Genetic Disorders of Cholesterol Biosynthesis in Mice and Humans

Abstract

Over the past few years, the number of identified inborn errors of cholesterol biosynthesis has increased significantly. The first inborn error of cholesterol biosynthesis to be characterized, in the mid 1980s, was mevalonic aciduria. In 1993, Irons et al. (1) (M. Irons, E. R. Elias, G. Salen, G. S. Tint, and A. K. Batta, Lancet 341:1414, 1993) reported that Smith-Lemli-Opitz syndrome, a classic autosomal recessive malformation syndrome, was due to an inborn error of cholesterol biosynthesis. This was the first inborn error of postsqualene cholesterol biosynthesis to be identified, and subsequently additional inborn errors of postsqualene cholesterol biosynthesis have been characterized to various extent.
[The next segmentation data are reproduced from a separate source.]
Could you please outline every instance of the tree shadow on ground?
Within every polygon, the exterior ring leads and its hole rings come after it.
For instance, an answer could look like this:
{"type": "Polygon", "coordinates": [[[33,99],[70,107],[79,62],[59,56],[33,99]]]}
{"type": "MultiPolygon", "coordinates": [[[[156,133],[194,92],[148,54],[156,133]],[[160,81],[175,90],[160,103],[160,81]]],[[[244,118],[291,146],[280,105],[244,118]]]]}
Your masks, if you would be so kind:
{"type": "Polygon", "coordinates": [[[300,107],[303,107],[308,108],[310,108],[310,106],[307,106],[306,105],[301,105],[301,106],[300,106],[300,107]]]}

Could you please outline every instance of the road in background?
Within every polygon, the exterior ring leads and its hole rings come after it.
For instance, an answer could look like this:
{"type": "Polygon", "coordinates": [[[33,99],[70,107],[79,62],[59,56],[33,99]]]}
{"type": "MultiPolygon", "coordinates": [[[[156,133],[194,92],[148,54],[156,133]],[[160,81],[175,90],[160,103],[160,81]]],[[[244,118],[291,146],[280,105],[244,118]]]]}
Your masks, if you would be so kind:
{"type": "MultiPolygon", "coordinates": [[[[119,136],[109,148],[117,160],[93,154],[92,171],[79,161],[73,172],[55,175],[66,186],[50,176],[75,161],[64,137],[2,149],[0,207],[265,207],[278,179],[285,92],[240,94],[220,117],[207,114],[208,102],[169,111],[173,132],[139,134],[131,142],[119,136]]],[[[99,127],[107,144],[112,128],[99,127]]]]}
To date, eight inborn errors of cholesterol metabolism have been described in human patients or in mutant mice. The enzymatic steps impaired in these inborn errors of metabolism include mevolonate kinase (mevalonic aciduria as well as hyperimmunoglobulinemia D and periodic fever syndrome), squalene synthase (Ss−/− mouse), 3β-hydroxysteroid Δ14-reductase (hydrops-ectopic calcification-moth-eaten skeletal dysplasia), 3β-hydroxysteroid dehydrogenase (CHILD syndrome, bare patches mouse, and striated mouse), 3β-hydroxysteroid Δ8,Δ7-isomerase (X-linked dominant chondrodysplasia punctata type 2, CHILD syndrome, and tattered mouse), 3β-hydroxysteroid Δ24-reductase (desmosterolosis) and 3β-hydroxysteroid Δ7-reductase (RSH/Smith-Lemli-Opitz syndrome and Dhcr7−/− mouse). Identification of the genetic and biochemical defects which give rise to these syndromes has provided the first step in understanding the pathophysiological processes which underlie these malformation syndromes.